Travel giant Thomas Cook has said demand for summer holidays abroad shows no sign of abating, but warned of a competitive and "unpredictable" market.
Boss Peter Fankhauser cheered a "good start" to the financial year as group revenues rose 7% to £1.7bn (€1.93bn) in the first quarter to December 31.
The tour operator's seasonal loss narrowed by £10m (€11.3m) to £42m (€47.6m) in the quarter after its airline was boosted by the collapse of rivals such as Monarch in the UK and Air Berlin in Germany.
Total UK bookings are flat for the winter season and 3% higher for the summer season so far despite hotel price hikes for two of its biggest markets - the Canaries and Spain.
Mr Fankhauser said the group had "got off to a good start" overall, but warned over a difficult market.
He said: "From all that we see so far, customers' appetite for a summer holiday abroad shows no sign of slowing down."
He added that Thomas Cook remained on track for full-year forecasts despite a "highly competitive - and, at times, unpredictable - market".

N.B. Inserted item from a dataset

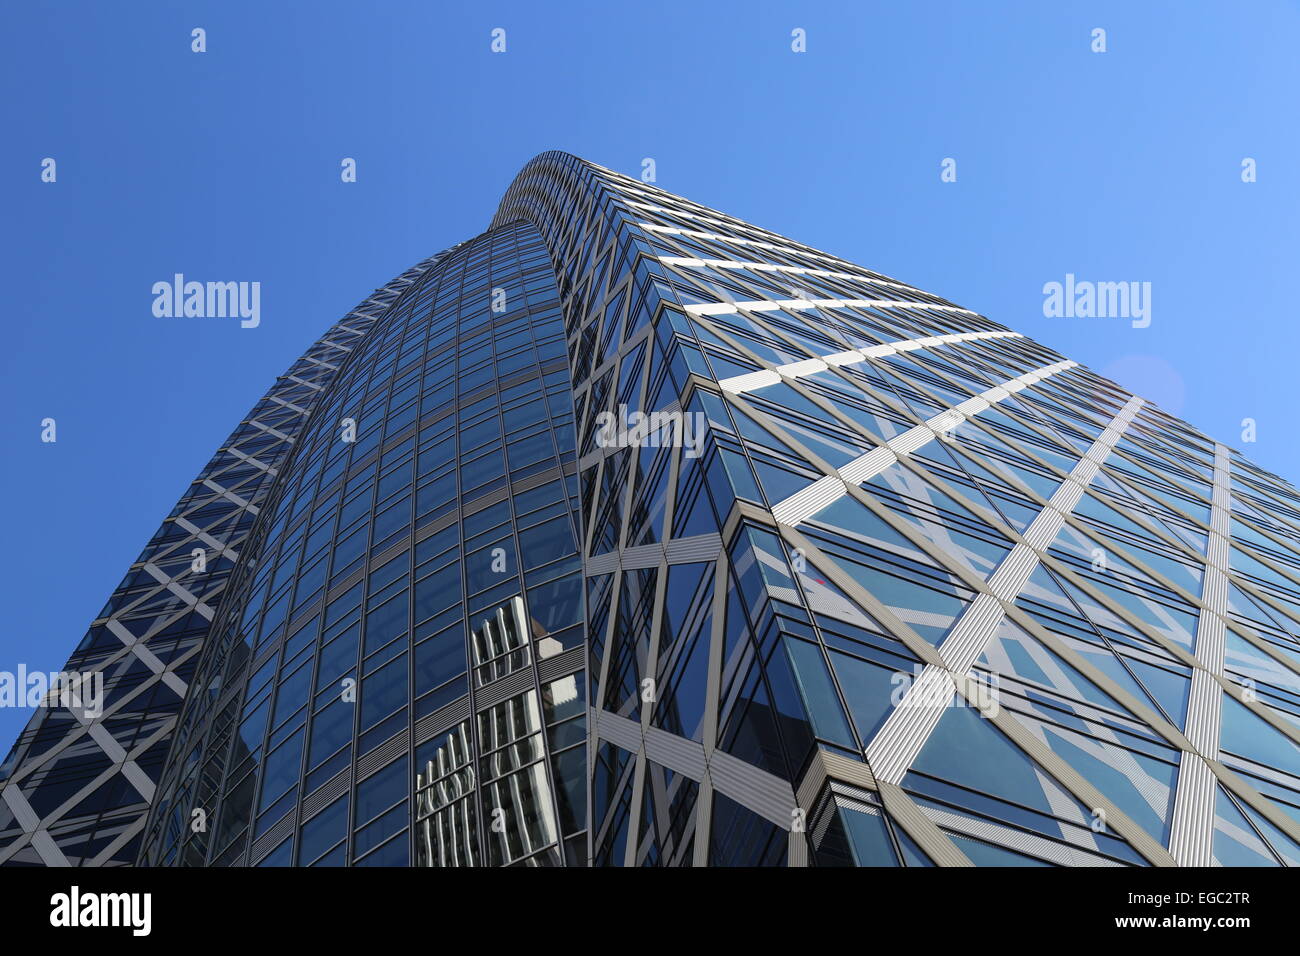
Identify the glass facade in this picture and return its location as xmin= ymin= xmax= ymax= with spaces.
xmin=138 ymin=221 xmax=586 ymax=867
xmin=5 ymin=151 xmax=1300 ymax=867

Average selling prices are 6% higher for Thomas Cook's UK holidays across the winter and forthcoming summer seasons.
The group said it continued to see pressure on profits amid a price war in Spain.
It has sought to shift demand back to more profitable destinations Egypt and Turkey following woes in recent years due to terrorist attacks and political unrest.

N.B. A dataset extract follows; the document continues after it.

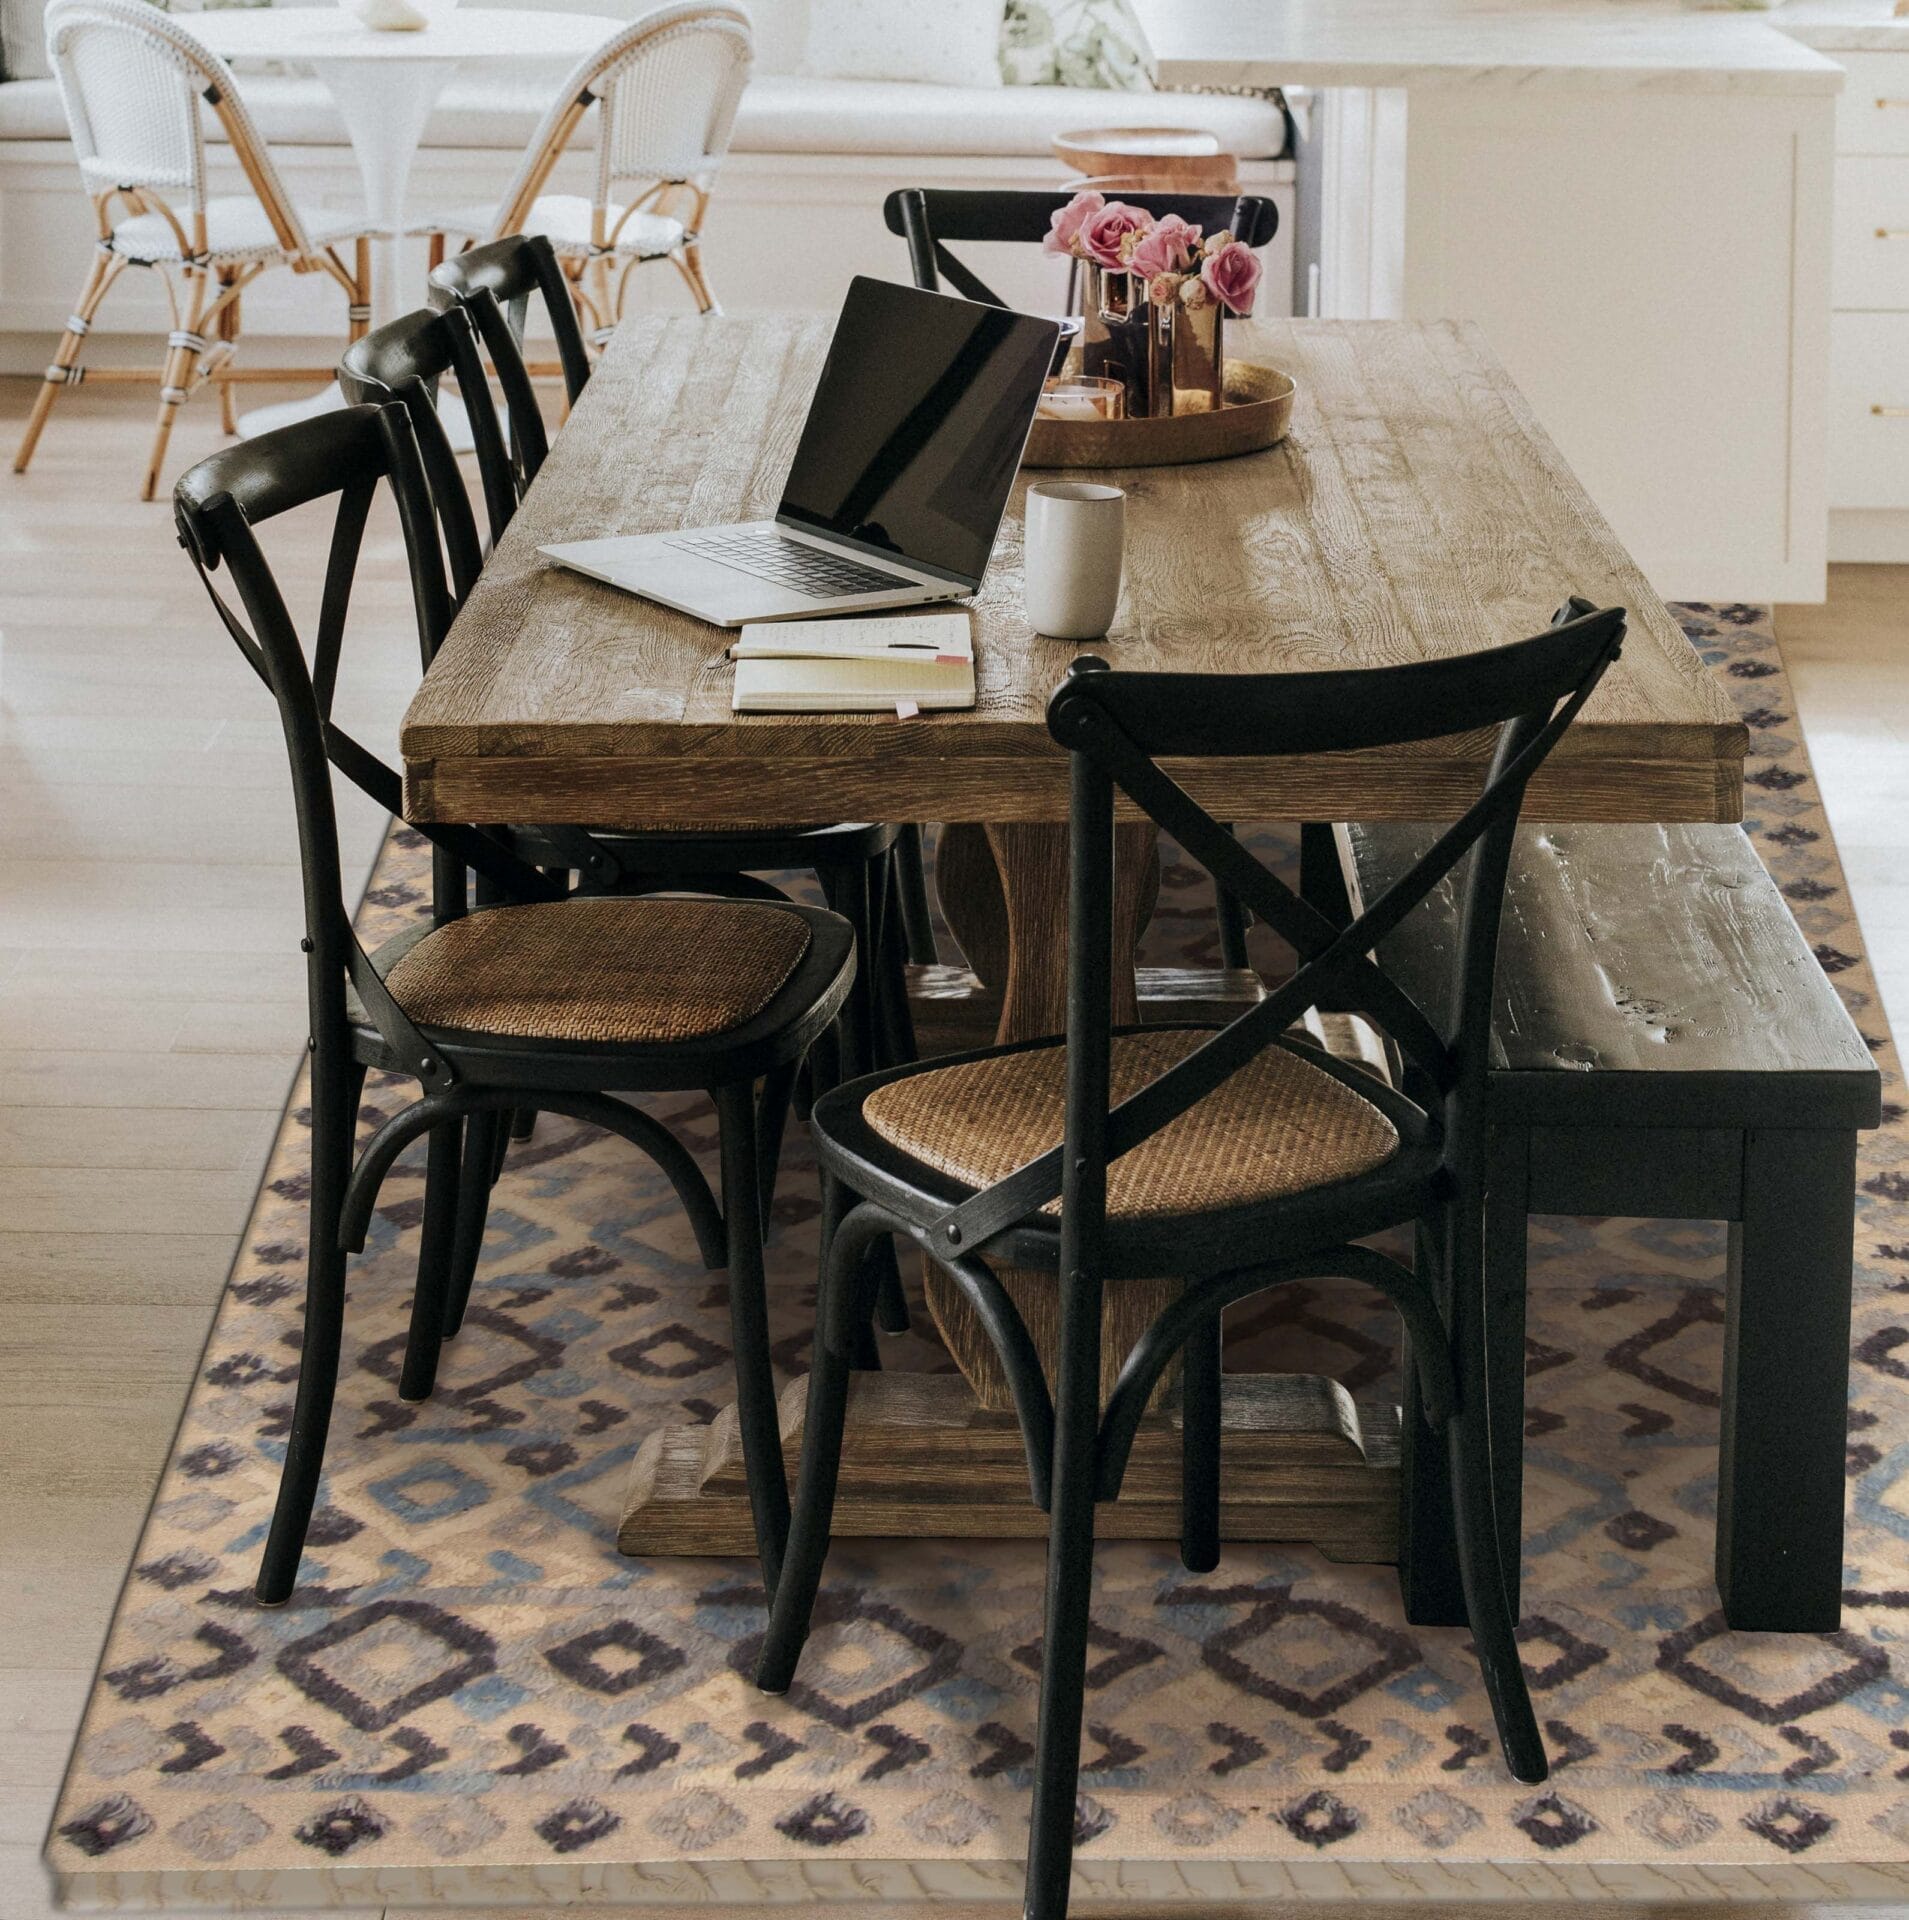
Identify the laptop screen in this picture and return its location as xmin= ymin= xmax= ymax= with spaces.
xmin=776 ymin=278 xmax=1061 ymax=588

Its airline arm saw a "particularly strong performance" in the first quarter, with an 8% rise in passengers to 3.5 million in the period, while it has seen a "double-digit rise" in summer 2018 bookings.
The figures come after Thomas Cook announced in December that it is to close 50 UK high street shops by March, putting 400 jobs at risk.
The closures will affect Thomas Cook and Co-operative Travel branded stores.
Neil Wilson, a senior market analyst at ETX Capital, said: "Demand is rising but Thomas Cook is facing significant margin pressure in holidays to Spain that is eating into profits."